Prior to the market opening, the People’s Bank of China (PBOC) set the midpoint rate at a near two-week low of 6.8771 per dollar, 22 pips weaker than the previous fix 6.8749.

In the spot market, the onshore yuan opened at 6.8760 per dollar and was changing hands at 6.8880 at midday, 125 pips weaker than the previous late session close.

Currency traders said higher corporate demand for the greenback and rising yield differentials between China and the United States dragged the yuan lower in morning deals.

Loosened yuan liquidity following the PBOC’s decision to cut banks’ reserve requirement ratio (RRR) that came into effect this week, and a rise in US Treasury yields, pressured the swap curve, traders said, adding the negative swap points discouraged some of their corporate clients from settling their FX receipts into the local currency.

The benchmark one-year dollar/yuan swaps traded in the forwards market fell to a two-week low of -1,780 points on Wednesday.
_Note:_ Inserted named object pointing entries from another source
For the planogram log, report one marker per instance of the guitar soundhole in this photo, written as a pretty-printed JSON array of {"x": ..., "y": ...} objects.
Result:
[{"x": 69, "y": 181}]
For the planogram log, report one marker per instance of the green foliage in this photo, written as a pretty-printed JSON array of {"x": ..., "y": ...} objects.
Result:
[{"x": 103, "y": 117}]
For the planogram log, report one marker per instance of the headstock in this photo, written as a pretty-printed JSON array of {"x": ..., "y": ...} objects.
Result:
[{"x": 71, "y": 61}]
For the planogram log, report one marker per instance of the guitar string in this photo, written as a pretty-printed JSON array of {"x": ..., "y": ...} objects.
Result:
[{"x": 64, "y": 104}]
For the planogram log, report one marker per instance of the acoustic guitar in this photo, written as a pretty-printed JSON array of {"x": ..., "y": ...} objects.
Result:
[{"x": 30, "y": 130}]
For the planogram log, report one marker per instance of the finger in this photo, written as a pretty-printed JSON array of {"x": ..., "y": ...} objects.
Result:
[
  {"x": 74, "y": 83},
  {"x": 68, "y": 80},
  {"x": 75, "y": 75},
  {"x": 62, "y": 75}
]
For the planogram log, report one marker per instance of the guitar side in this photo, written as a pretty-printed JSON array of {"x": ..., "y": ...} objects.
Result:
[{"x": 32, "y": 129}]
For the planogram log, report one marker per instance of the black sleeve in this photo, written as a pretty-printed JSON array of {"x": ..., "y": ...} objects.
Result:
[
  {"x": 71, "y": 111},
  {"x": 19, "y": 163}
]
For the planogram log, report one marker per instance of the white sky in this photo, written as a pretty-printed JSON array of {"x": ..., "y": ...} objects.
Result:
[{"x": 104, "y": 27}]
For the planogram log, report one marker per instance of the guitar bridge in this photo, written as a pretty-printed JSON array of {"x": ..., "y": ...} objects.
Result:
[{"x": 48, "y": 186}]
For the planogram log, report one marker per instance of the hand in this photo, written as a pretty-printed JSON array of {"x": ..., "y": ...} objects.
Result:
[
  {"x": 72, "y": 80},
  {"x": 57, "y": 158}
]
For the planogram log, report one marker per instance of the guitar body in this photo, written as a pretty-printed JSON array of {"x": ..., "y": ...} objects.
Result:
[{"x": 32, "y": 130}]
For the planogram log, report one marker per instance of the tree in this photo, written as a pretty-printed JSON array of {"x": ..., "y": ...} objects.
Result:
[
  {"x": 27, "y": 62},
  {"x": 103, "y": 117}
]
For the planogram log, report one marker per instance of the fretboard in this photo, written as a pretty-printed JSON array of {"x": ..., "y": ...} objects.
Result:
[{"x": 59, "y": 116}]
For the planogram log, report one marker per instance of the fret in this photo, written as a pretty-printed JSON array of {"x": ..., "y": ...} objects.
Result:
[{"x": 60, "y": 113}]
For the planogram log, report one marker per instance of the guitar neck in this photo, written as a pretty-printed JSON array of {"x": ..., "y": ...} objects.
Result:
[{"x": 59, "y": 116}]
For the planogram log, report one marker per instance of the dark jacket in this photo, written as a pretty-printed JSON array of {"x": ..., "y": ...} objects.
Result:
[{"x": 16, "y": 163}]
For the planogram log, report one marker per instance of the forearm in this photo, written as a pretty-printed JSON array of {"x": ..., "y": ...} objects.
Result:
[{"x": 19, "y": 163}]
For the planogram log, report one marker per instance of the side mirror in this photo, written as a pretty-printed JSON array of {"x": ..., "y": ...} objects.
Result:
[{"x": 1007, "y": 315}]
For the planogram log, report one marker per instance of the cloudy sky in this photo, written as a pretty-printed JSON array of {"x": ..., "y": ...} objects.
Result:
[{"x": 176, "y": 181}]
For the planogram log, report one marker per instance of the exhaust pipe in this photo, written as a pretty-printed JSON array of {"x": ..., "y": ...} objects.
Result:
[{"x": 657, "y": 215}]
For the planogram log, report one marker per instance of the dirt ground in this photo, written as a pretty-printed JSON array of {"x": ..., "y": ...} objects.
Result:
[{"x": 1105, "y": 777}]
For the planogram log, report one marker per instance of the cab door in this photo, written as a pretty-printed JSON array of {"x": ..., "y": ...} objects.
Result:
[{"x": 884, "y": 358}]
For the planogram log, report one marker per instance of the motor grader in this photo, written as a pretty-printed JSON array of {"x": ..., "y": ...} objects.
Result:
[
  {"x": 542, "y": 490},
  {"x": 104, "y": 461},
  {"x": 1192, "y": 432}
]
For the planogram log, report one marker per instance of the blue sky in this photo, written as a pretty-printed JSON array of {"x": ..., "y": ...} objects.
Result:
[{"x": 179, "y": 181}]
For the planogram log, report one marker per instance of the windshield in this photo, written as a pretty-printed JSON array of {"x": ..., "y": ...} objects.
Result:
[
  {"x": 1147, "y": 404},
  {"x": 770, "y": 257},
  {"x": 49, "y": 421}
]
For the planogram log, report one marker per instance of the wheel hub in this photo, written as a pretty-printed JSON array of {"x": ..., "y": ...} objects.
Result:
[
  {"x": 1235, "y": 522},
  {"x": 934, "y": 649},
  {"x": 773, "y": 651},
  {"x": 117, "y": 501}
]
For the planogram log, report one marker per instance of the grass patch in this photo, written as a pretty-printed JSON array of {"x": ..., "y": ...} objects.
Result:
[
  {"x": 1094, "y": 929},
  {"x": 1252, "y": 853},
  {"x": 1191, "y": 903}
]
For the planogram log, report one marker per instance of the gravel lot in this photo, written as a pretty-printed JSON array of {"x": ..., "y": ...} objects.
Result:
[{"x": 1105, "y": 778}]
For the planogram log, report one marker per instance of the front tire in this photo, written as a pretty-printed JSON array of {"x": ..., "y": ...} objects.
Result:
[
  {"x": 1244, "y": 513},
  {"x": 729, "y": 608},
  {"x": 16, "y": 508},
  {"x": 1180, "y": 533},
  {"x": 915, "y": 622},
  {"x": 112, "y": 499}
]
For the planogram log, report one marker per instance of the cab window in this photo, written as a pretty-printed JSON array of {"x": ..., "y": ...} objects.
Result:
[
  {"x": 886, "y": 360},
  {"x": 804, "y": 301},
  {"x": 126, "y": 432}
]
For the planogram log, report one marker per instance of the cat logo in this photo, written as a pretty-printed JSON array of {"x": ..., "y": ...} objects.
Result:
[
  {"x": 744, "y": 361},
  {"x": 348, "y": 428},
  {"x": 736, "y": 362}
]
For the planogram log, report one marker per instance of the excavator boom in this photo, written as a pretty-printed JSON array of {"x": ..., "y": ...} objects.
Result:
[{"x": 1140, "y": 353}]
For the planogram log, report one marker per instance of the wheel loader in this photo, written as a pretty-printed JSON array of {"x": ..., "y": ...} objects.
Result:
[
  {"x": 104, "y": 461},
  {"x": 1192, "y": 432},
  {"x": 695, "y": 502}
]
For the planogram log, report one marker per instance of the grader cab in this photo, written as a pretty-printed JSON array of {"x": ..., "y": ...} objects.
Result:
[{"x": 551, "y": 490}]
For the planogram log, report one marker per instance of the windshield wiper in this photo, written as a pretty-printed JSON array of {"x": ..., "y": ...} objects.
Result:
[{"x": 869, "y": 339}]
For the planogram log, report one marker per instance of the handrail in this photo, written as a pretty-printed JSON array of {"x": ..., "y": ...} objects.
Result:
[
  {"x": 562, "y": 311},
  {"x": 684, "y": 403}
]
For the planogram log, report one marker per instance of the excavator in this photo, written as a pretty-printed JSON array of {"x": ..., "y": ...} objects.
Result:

“We think the CNY may be the most under-appreciated beneficiary of China’s accelerating cycle,” analysts at Barclays said in a note.

“Historically, the CNY has been a very cyclical currency, benefiting from stronger domestic growth … We think the CNY has not fully reflected the broader USD weakening impulse and has room to strengthen.”

China’s yuan retreats from 5-month high as risks weigh on confidence

Separately, some market analysts and investors said they would shift their attention to March manufacturing data due on Friday to gauge the health of the world’s second largest economy after border reopening.

“We expect both manufacturing and non-manufacturing PMIs to be in above-50 territory, but services PMI could be smaller than February due to some normalizing in the pace of recovery,” said Lin Li, head of global markets research for Asia at MUFG.

Carlos Casanova, senior economist for Asia at Union Bancaire Privée (UBP), however, said investors would focus more on sub-components of the data.

“PMIs measure sentiment on a month-on-month basis and are therefore exceptionally volatile,” he said. “Exports have remained subdued and we expect this trend will prevail through 2023.

By midday, the global dollar index rose to 102.595 from the previous close of 102.43, while the offshore yuan was trading at 6.8892 per dollar.

The one-year forward value for the offshore yuan traded at 6.7287 per dollar, implying a 2.39% appreciation within 12 months.